SAMARINDA — Sebanyak lima perguruan tinggi swasta di Kalimantan Timur telah mengonfirmasi keikutsertaan dalam Munas VI ABP-PTSI yang berlangsung di Grand Ballroom Pullman Jakarta Central Park, pertengahan Juli mendatang. Ketua ABP-PTSI Kaltim, dr. Krisdinata, AIFO.K, menegaskan forum ini menjadi momentum krusial bagi daerah untuk ikut menentukan masa depan organisasi.
“Terakhir Munas ABP-PTSI ke-V berlangsung dari tanggal 21-22 Juli 2022 di Surabaya. Mengingat ini agenda yang sangat penting bagi keberlangsungan organisasi, Kaltim harus hadir dan ikut mewarnai pelaksanaan Munas nanti,” ujar Krisna, sapaan akrabnya, Rabu (8/7/2026).
Lima lembaga yang sudah memastikan mengirimkan delegasi adalah Universitas Widya Gama Mahakam, Universitas Kutai Kartanegara, Universitas 17 Agustus 1945 Samarinda, Universitas 17 Agustus 1945 Balikpapan, dan Yayasan Perguruan Ibnu Khaldun Balikpapan yang membawahi STAI Balikpapan.
Agenda utama yang diusung Kaltim di Munas nanti bukan sekadar partisipasi seremonial. Salah satu anggota ABP-PTSI Kaltim, Achmad Sobyan, secara terbuka menyatakan ambisi agar perwakilan dari daerahnya bisa duduk di kepengurusan tingkat pusat.
“Kita harus melobi provinsi lain, khususnya Kalsel, Kalbar, Kalteng, dan Kaltara, bahkan wilayah Indonesia Timur agar Kaltim bisa memiliki perwakilan di pengurus pusat,” ungkap Sobyan.
Sebelum bertolak ke Jakarta, pengurus ABP-PTSI Kaltim merencanakan konsolidasi melalui rapat koordinasi virtual. Langkah ini diambil untuk merumuskan posisi strategis Kaltim dalam kancah nasional serta menampung aspirasi seluruh anggota.
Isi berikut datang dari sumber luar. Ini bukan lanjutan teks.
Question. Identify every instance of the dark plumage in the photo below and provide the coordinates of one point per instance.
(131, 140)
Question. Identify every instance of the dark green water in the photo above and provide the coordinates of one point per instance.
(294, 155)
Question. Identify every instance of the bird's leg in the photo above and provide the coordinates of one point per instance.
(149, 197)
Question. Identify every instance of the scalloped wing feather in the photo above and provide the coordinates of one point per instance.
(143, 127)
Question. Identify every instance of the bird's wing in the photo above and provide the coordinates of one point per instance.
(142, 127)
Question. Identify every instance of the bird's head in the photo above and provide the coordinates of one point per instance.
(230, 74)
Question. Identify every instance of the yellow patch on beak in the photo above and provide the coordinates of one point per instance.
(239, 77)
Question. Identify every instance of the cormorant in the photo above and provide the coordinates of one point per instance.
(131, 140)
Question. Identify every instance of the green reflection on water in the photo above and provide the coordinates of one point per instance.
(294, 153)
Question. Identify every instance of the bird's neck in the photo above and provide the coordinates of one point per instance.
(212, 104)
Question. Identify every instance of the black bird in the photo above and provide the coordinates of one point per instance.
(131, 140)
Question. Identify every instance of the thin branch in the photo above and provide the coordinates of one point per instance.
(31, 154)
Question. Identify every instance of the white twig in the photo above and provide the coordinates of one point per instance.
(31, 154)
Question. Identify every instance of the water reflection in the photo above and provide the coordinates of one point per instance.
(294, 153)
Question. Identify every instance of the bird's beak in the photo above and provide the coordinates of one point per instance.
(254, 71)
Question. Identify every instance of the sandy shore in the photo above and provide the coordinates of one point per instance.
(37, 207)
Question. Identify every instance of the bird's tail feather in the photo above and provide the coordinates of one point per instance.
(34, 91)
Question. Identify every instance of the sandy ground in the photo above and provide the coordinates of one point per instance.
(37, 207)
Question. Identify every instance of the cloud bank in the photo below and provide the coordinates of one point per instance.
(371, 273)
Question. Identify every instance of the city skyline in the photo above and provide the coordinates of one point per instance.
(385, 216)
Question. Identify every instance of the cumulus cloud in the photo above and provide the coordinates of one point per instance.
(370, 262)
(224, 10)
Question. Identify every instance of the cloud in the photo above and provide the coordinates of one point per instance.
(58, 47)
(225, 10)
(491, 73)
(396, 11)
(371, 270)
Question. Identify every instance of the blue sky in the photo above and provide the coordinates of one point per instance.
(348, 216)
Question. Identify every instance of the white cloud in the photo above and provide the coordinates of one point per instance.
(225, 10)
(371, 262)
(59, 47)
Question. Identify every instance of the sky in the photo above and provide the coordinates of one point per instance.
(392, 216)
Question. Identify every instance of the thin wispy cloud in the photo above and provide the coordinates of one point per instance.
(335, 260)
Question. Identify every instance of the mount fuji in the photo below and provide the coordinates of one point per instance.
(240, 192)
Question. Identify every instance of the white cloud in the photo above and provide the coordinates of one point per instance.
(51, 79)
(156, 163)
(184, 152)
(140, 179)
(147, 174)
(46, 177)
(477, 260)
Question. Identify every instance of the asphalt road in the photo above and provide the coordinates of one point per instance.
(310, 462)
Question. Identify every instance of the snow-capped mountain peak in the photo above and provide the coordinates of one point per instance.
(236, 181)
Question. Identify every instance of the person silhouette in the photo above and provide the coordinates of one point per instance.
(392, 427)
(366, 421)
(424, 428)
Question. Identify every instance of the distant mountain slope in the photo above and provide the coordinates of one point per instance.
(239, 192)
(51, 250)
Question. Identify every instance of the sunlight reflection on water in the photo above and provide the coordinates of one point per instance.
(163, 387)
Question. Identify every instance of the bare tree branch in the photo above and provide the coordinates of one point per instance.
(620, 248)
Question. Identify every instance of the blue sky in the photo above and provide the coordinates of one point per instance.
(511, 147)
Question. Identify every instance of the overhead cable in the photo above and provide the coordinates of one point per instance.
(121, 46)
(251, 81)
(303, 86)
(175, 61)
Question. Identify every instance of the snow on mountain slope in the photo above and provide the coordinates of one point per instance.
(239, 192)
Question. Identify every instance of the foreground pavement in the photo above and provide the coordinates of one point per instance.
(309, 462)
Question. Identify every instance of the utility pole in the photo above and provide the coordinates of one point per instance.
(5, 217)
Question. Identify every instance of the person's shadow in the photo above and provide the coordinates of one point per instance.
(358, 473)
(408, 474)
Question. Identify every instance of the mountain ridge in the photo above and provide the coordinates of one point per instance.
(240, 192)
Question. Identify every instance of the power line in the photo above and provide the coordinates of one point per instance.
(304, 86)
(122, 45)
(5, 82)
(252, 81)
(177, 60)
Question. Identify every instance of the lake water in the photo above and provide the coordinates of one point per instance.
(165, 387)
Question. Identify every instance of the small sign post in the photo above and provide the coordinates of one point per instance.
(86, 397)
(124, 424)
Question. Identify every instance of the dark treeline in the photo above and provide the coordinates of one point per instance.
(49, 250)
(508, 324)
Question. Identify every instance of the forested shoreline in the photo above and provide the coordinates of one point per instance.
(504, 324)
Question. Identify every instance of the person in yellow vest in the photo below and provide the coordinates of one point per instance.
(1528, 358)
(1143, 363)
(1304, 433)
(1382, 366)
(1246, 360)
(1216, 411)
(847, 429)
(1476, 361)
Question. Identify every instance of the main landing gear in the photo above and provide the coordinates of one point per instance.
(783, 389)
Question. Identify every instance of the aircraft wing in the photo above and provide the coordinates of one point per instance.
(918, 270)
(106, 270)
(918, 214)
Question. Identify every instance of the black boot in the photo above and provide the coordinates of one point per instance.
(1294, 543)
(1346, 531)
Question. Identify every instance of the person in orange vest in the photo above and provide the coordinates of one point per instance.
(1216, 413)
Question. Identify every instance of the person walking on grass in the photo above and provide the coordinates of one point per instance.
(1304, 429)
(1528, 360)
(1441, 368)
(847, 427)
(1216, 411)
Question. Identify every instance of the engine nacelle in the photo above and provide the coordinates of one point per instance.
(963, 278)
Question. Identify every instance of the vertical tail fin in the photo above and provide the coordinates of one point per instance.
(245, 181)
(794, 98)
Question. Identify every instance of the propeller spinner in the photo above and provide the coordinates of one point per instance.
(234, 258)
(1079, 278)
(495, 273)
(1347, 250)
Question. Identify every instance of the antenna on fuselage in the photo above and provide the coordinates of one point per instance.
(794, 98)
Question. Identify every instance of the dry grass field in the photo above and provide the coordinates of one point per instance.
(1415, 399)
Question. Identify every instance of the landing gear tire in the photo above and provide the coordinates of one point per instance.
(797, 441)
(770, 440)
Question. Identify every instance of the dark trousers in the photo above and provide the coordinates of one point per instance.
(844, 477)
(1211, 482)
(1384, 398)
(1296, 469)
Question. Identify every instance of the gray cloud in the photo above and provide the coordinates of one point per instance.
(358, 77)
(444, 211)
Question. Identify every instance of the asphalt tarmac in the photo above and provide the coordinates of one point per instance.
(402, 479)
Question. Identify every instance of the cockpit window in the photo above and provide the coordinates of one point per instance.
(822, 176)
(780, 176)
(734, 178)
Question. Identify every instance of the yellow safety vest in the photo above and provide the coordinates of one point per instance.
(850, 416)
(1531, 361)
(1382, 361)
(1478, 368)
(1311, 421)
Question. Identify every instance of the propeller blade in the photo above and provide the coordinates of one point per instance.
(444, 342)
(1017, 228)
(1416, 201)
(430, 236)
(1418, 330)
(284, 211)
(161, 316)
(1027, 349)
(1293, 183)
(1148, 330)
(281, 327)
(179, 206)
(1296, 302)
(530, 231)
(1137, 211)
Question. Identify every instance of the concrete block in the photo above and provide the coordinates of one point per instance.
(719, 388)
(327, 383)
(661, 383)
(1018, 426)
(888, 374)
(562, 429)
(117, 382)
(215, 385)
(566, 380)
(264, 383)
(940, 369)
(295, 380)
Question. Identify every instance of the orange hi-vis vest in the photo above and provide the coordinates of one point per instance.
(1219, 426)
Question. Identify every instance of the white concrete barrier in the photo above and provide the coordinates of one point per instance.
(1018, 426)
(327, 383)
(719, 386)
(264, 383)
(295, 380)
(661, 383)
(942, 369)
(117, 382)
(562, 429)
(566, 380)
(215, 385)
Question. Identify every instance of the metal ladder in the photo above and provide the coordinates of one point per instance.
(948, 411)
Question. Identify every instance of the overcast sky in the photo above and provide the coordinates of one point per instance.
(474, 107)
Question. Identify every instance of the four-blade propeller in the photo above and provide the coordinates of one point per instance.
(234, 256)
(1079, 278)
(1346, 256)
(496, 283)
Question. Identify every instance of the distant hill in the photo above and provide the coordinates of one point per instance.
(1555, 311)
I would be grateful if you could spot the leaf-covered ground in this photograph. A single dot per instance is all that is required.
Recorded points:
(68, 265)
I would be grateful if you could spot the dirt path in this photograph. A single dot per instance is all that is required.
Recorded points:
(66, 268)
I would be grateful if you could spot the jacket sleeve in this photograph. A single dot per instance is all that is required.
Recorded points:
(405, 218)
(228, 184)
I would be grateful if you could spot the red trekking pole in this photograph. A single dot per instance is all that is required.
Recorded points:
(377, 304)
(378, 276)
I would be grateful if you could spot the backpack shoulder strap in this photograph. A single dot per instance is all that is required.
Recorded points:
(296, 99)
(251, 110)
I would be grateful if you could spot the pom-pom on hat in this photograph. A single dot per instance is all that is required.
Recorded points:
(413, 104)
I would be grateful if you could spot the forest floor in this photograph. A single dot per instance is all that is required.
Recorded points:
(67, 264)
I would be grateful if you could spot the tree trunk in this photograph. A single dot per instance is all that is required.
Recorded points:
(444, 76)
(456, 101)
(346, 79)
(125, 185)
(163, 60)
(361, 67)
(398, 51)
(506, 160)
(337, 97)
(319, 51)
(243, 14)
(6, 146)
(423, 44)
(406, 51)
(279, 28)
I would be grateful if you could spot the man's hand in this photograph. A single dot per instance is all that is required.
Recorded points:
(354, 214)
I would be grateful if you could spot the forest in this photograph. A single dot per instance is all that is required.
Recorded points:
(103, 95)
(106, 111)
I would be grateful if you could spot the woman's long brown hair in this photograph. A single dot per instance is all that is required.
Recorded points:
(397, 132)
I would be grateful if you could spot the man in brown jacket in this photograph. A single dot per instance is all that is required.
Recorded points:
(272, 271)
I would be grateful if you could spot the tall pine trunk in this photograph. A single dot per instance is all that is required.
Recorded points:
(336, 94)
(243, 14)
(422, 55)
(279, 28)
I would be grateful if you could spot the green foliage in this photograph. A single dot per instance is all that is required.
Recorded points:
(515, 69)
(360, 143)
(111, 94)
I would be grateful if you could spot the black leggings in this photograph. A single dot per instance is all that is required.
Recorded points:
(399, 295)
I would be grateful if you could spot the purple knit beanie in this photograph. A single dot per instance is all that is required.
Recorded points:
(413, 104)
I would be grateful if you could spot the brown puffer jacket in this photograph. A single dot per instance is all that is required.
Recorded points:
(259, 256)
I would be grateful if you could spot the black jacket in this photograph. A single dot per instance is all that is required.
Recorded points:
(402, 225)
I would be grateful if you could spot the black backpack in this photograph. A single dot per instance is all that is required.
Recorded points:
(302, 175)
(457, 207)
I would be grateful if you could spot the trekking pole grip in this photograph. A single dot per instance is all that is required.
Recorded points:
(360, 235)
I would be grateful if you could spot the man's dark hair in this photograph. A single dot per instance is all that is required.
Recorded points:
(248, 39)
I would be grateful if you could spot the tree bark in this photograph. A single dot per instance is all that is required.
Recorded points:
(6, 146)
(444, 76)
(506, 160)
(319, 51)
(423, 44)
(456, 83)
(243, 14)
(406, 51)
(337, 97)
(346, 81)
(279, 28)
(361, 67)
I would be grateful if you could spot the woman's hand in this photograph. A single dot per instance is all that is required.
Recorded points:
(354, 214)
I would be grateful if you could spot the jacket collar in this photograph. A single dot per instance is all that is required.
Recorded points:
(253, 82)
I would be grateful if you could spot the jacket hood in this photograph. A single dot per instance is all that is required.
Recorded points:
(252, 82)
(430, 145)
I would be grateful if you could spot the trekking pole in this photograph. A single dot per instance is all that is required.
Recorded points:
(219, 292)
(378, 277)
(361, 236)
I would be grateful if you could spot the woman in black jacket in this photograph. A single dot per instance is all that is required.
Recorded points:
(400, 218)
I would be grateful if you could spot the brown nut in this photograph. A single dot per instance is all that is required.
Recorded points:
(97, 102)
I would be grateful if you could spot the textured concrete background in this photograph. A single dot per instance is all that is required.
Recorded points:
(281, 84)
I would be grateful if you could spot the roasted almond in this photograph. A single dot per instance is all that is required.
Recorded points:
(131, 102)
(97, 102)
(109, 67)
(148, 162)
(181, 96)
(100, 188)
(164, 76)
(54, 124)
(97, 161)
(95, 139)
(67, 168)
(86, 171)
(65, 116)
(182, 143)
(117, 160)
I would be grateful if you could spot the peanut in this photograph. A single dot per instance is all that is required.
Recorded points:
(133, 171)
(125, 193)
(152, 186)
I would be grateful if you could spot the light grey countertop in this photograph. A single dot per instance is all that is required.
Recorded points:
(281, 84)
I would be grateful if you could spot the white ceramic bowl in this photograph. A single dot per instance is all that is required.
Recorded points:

“Kami akan melakukan musyawarah daerah melalui zoom meeting. Ini penting untuk membahas posisi ABP-PTSI Kaltim ke depan,” tambah Krisna.
Perwakilan dari Universitas Kutai Kartanegara, Agus Setia Gunawan, mendukung penuh rencana rapat pra-Munas. Menurutnya, koordinasi ini krusial untuk menjaring saran dan masukan yang akan menjadi misi utama ABP-PTSI Kaltim di tingkat pusat.
Munas VI ABP-PTSI 2026 mengusung tema “Penguatan Peran Badan Penyelenggara Menuju PTS Unggul, Berdampak, dan Berkelanjutan”. Agenda pembukaan direncanakan diisi oleh Menteri Pendidikan Tinggi, Sains, dan Teknologi, Prof. Brian Yuliarto, Ph.D., sebagai keynote speaker.
Selain itu, Ketua Umum ABP-PTSI Prof. Dr. Thomas Suyatno, Ketua Dewan Kehormatan Dr. H. Wiranto, S.H., serta Dirjen Pendidikan Tinggi Prof. Dr. Khairul Munadi dijadwalkan turut memberikan arahan strategis. Forum ini dihadiri perwakilan dari 38 wilayah ABP-PTSI se-Indonesia.